January 27, 2012
Actor De’aundre Bonds Gets Career on Track After 10 Years in Prison
By the mid ’90s, De’aundre Bonds‘ acting career was headed in a promising direction. He had memorable roles in cult classics like Get on the Bus, Sunset Park, Tales From the Hood and The Wood on his resume. Bonds’ success was not by accident, it was all part of his master plan. From a young age, the California native decided to avoid the path his parents took by not allowing alcohol, drugs and the violence in his South Central neighborhood to keep him from reaching his dreams of making it in Hollywood. However, right when he was about to make one of his biggest career moves–which would have been to star in Denzel Washington‘s Antwone Fisher–an unfortunate chain of events led Bonds to prison when he was charged and convicted of manslaughter in 2001.
After serving nearly a decade behind bars, Bonds was released in March 2011 and immediately began working again. The undeterred thespian will appear next alongside such mainstream stars as Emma Stone, Ryan Gosling, Sean Penn, Nick Nolte and Anthony Mackie in the upcoming period police drama, Gangster Squad. He’s also working on music and a clothing line, as well as a book and documentary about his life. Bonds’ dream may have been deferred but it’s definitely back on track. BlackEnterprise.com caught up with the actor to talk about what role faith plays in his life and entrepreneurial success.
What are the details of the crime that sent you to prison?
I went over to my auntie’s house to give her some money and her boyfriend was over there. I guess he had something that he was going through that I wasn’t unaware of, because for no provoked reason he came at me in an aggressive way. When I pulled up and got out my car, I left it running to go in for a moment, and I guess he was mad I had the music up. I don’t know, but something ticked him off and he put his hands on me and knocked me down. I got up and he knocked me down again. I went in the house grabbed a knife [and] he came at me again. I stabbed him one time and he died. I stayed there and tried to help him. I waited for the ambulance; they came and took him away. Then the police came. That’s what happened.

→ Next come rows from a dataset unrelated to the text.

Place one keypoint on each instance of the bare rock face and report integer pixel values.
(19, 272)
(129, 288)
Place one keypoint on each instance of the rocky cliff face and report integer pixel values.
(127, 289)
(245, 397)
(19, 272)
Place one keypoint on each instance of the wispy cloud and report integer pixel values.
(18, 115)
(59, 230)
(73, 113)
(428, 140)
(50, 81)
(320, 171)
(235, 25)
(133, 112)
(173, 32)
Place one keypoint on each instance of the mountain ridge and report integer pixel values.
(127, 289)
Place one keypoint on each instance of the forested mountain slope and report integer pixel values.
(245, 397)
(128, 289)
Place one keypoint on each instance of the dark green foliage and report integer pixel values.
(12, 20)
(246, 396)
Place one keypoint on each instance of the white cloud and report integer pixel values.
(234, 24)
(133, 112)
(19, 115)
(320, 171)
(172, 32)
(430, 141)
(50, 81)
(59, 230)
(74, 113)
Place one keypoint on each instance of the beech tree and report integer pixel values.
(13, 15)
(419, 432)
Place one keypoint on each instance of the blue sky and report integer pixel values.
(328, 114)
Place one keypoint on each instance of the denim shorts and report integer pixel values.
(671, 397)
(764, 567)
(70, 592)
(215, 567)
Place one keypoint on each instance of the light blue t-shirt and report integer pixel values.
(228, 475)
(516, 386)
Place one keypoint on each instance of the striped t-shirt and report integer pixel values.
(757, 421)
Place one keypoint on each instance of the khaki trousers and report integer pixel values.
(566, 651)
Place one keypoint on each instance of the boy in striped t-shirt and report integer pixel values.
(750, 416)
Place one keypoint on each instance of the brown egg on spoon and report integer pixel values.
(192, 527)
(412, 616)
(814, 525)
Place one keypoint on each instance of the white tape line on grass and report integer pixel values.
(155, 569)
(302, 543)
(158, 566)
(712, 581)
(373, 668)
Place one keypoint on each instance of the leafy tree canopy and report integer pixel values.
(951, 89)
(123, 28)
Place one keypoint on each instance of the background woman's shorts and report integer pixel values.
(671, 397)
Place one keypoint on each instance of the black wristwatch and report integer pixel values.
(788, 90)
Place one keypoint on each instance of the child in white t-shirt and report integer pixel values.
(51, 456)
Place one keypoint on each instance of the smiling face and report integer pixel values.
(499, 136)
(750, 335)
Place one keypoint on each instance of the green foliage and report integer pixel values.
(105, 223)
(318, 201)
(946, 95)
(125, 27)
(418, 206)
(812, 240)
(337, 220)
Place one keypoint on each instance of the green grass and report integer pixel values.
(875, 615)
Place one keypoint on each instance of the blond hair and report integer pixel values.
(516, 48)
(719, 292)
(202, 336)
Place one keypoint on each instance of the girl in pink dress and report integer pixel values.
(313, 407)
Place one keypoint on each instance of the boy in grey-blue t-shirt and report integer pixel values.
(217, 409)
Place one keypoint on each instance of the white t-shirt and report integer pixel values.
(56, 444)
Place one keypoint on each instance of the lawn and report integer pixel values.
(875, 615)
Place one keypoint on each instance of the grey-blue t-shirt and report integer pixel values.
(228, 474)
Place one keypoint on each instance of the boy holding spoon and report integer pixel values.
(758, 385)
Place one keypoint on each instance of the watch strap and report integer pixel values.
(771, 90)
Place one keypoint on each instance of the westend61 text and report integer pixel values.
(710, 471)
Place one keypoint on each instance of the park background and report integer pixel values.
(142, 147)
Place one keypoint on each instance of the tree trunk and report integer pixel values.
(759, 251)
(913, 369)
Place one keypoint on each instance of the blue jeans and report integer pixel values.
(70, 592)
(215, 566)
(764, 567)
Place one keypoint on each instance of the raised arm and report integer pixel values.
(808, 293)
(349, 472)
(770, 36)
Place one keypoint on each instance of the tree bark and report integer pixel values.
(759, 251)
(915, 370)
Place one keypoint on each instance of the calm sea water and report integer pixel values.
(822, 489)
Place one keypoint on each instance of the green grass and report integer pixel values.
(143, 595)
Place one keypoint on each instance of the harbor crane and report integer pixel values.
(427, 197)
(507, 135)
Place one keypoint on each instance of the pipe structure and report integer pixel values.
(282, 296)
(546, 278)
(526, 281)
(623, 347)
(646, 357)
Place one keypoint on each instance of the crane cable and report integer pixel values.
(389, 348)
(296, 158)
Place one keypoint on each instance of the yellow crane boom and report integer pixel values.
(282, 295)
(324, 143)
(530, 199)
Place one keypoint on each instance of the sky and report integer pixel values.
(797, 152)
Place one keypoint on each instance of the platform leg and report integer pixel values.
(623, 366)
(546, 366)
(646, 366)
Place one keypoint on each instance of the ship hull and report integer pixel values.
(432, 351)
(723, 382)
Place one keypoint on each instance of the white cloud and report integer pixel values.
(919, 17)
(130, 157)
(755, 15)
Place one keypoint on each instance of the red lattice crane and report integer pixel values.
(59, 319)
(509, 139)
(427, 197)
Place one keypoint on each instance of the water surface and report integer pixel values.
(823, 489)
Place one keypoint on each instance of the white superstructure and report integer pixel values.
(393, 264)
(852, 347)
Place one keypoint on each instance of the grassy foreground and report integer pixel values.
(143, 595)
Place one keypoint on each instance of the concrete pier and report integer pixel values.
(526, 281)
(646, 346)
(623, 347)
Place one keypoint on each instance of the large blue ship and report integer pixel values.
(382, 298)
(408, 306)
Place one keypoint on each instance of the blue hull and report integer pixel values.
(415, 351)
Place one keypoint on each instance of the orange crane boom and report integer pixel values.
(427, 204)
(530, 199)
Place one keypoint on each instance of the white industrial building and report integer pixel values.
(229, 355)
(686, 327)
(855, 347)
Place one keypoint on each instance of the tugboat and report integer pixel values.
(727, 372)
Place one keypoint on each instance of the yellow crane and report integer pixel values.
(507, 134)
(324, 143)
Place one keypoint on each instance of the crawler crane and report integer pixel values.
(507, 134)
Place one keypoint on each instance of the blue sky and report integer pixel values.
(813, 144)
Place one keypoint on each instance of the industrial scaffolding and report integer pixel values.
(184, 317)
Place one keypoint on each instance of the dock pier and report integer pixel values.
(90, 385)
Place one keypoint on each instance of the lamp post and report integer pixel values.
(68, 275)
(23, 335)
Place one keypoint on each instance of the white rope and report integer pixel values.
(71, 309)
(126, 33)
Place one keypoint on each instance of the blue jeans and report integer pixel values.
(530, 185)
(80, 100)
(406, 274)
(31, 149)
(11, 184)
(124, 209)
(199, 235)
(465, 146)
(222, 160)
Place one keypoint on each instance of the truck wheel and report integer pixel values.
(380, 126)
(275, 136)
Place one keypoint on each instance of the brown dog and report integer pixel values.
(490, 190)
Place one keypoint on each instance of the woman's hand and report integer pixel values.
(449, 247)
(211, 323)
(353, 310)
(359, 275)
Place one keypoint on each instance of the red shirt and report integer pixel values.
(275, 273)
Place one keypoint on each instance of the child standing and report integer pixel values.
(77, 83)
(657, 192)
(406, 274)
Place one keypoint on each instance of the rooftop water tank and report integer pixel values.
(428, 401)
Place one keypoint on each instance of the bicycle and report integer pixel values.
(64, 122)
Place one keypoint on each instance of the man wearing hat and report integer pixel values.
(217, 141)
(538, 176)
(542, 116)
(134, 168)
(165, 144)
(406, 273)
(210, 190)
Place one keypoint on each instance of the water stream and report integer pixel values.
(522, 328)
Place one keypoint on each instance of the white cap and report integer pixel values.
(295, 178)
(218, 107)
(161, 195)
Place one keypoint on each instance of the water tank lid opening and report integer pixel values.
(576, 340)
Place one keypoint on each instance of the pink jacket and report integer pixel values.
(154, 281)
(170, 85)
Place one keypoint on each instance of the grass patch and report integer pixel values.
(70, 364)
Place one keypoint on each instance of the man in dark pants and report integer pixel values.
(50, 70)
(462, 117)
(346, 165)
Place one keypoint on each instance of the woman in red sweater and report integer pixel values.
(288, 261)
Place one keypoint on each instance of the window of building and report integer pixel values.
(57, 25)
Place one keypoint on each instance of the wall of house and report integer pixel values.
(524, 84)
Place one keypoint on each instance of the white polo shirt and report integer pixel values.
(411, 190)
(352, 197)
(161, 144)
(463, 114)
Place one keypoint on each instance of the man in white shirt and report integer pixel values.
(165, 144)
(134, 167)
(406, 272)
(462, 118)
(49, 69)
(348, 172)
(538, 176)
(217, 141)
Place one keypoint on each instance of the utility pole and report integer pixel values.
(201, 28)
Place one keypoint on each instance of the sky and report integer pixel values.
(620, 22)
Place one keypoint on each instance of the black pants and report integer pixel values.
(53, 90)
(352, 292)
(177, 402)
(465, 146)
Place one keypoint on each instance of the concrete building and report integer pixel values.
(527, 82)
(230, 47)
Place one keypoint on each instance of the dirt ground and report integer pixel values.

What were your thoughts when you realized the results of your actions and likely headed to prison?
It was crazy because when I went to prison I had just booked a movie with Denzel Washington. Denzel himself gave me the part, it was Antwone Fisher and I was excited to be living my dream. I was about to go to the next level and then all of a sudden I had to go down. At the time I didn’t understand why me and then after going through it, after enduring it and after the years you learn why. It’s something you can only understand after you’ve endured it. In a crazy way I needed that. I needed to be shut down. I needed to learn myself, I needed a place where I had to really open my eyes and wake up. That’s what incarceration afforded me the opportunity to do–wake up and check myself. We’re not perfect, however, I’m striving to be the best that I can be.
Coming from a world of red carpet premieres and flashing lights, how did you adjust to incarceration?
One of the things that kept me going and focused was getting out to my family and the people that stood by my side and life in general. There’s nothing alive in prison, it’s an absolute walking death. That motivated me even more to get out of there by any means necessary because I don’t see how people can give up in something like that place. Spirituality played a major role for me to want to get out of there. All the lights were off, phones were cut off and gates were locked. It’s just you and God and He talks to you. I don’t want to get religious but for me, just praying and enduring that made me know that I needed God. He’s first but the only way I can put Him first is to make sure I’m right. He can’t be first if you ain’t right so I learned so much about my spirituality and my inner strength and the God within me, so that’s what I discovered.